My tegu keeps covering his food with cypress mulch i keep putting it in different places but he still covers it after eating is this normal ?


----------



## Mr Critter (Mar 8, 2010)

You shouldnt be feeding him in his cage, will cause cage aggresion & worse he will injest the mulch & get impacted which can be fatal, feed in a bin or on the floor out of the cage. Come on Adam87 your on here all the time, you knew the answer to your question.


----------



## Jefroka (Mar 8, 2010)

Yes Buddy, you definitely want to feed in a seperate bin, without any substrate.

And BTW, he is most likely covering the food to eat later.


...JP


----------



## Toby_H (Mar 8, 2010)

Ingesting substrate is a very legit concern.

Mine eats his full meal as soon as it's offered. If yours isn't, I would suggest feeding less at a time or less frequently... There's nothing wrong with letting your Tegu feel a little hunger burn now and then. It's actually much better for them than keeping them stuffed...

Especially in the colder season feeding every other day or even every third day is fine. 


Just to mention, despite all fo the suggestions to feed in a seperate bin... I've fed mine in it's main enclosure ever since I got him. He's never once bit me or anyone else, doesn't use his tail as a whip, Is easily handled every day, I can touch any place on him at any time without any concern...

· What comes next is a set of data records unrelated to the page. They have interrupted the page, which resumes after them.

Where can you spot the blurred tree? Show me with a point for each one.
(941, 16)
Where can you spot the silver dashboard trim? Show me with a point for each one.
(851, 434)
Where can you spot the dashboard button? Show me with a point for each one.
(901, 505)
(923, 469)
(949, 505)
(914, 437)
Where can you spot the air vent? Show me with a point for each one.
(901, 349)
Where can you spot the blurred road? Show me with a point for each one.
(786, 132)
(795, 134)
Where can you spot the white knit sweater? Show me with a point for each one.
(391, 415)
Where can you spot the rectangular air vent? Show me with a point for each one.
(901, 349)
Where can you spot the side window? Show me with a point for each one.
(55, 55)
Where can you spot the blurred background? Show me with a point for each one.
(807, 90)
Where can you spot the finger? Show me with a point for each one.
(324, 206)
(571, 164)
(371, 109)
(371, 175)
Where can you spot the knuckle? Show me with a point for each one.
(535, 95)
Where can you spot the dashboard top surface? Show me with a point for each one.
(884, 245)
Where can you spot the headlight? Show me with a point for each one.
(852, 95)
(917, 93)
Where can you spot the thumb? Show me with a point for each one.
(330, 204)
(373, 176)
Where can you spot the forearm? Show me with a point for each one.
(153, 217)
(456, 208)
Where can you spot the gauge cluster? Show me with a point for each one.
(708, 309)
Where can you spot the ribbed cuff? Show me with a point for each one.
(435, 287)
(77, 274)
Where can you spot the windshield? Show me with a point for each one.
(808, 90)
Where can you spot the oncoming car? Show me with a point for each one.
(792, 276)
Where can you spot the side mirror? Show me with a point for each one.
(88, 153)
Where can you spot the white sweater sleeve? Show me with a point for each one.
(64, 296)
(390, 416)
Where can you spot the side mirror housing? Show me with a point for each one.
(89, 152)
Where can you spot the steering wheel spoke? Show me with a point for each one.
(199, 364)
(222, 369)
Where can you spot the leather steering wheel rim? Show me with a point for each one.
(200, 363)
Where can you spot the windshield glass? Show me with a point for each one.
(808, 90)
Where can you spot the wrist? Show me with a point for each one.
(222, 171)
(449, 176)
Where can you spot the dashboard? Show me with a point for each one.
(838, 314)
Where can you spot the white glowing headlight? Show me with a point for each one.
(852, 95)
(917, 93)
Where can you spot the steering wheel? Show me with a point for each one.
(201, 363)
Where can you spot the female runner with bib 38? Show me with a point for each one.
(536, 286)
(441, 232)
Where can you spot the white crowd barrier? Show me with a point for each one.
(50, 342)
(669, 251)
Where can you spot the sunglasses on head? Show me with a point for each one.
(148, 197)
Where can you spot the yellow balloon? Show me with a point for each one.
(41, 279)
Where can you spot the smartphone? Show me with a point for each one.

I think there is a whole lot more to pushing a Tegu towards aggression than just feeding in it's cage...


----------



## isdrake (Mar 9, 2010)

I don't think you have to feed in a seperate bin if you don't want to. There are Tegus that are tame and eat inside the enclosure. But maybe you should put the food on a large plate, a flat rock in or something. To prevent the substrate to get stuck on the food.


----------



## Adam87 (Mar 9, 2010)

i feed him his ground beef and turkey and fruit in the enclousre but when it comes to pinkies i feed him outside and i just got some flat rocks to put the plate on and if he still covers his food im gonna have to feed him outside


----------